M. Brion est un homme fort avancé dans son art. Il ne s’amuse pas à rétrograder par bravade ou par mépris du public, comme M. Muller, qui peint des Desdémone et des écoliers plus dignes d’un café chantant que d’un musée. S’il se trompe quelquefois, c’est en cherchant des voies nouvelles, comme le jour où il s’avisa de noyer le créateur dans un océan de crème ; mais, lorsqu’il rentre dans son domaine, il excelle. Sa Lecture de la Bible chez les protestans d’Alsace est un tableau complet et l’un des meilleurs assurément qu’on nous ait offerts cette année. Avec moins de savoir, mais beaucoup d’esprit et de goût, M. Bource, un peintre belge, nouveau chez nous, si je ne me trompe, a retracé deux jolies scènes de la vie laponne. M. Emile Lévy, toujours sentimental et toujours inégal, se trompe assez régulièrement un an sur deux. 1868 n’est pas une de ses bonnes années. Ses Idylles représentent deux éphèbes mous et beurrés, dont un aveugle, en conversation vagabonde avec deux poupées de porcelaine.

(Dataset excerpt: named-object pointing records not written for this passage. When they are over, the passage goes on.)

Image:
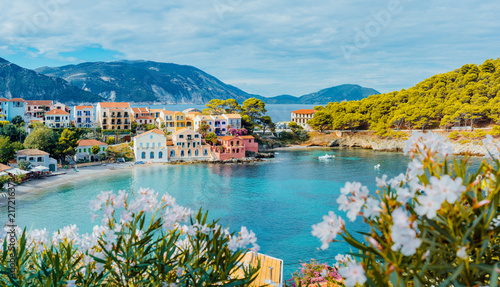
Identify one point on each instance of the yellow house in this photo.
(190, 120)
(179, 121)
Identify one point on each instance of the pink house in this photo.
(230, 147)
(250, 144)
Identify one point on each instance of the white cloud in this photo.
(266, 47)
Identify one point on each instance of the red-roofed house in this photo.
(84, 117)
(57, 119)
(114, 116)
(234, 147)
(151, 146)
(84, 150)
(302, 116)
(36, 109)
(187, 145)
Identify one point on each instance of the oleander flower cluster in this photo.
(141, 240)
(435, 225)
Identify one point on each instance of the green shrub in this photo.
(436, 225)
(495, 131)
(142, 241)
(454, 135)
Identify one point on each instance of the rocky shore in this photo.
(368, 141)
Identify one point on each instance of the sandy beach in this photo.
(36, 186)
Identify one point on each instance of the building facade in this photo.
(188, 145)
(36, 158)
(37, 109)
(13, 107)
(151, 146)
(113, 116)
(84, 150)
(84, 117)
(57, 119)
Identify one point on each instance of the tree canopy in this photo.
(462, 97)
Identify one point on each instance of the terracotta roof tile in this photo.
(40, 103)
(33, 152)
(57, 112)
(90, 143)
(304, 111)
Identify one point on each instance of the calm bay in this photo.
(279, 199)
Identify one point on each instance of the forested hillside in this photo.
(464, 97)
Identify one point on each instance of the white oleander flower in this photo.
(381, 182)
(446, 188)
(428, 205)
(328, 229)
(353, 274)
(372, 208)
(403, 235)
(462, 253)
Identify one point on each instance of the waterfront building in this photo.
(190, 119)
(200, 120)
(59, 106)
(151, 146)
(234, 147)
(145, 120)
(114, 116)
(155, 113)
(166, 117)
(249, 143)
(36, 158)
(179, 121)
(233, 120)
(139, 112)
(84, 150)
(57, 118)
(187, 145)
(13, 107)
(37, 109)
(84, 117)
(229, 147)
(302, 116)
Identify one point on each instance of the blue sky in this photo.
(266, 47)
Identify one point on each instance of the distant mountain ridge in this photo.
(146, 82)
(18, 82)
(334, 94)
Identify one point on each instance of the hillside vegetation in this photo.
(468, 96)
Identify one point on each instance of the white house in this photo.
(57, 118)
(84, 150)
(37, 158)
(302, 116)
(151, 146)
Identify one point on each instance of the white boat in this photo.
(326, 156)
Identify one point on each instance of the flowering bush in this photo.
(314, 273)
(142, 241)
(436, 225)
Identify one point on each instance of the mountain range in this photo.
(18, 82)
(142, 82)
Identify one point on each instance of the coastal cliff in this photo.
(368, 140)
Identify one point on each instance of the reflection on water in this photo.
(278, 199)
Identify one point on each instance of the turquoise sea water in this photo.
(279, 199)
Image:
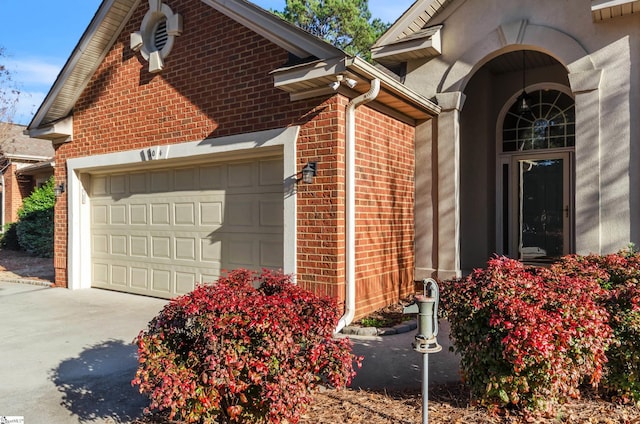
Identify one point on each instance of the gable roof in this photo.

MM. Vibert, Worms et Zamacoïs, — je ne saurais les séparer, tant ils se ressemblent, et je suis bien tenté de leur adjoindre le Romain Simonetti, — poussent la peinture de genre à la caricature. Ils le font avec beaucoup d’esprit ; le Barbier ambulant de M. Vibert et les Trinitaires de M. Zamacoïs sont deux charmantes compositions, bien peintes, puisqu’il est en tendu que tout le monde sait peindre aujourd’hui, mais d’un badinage qui dépasse imperceptiblement les limites de l’art. Le tableau de M. Simonetti a le tort d’être beaucoup trop grand pour une simple charge ; les plus courtes folies sont les meilleures, dit-on.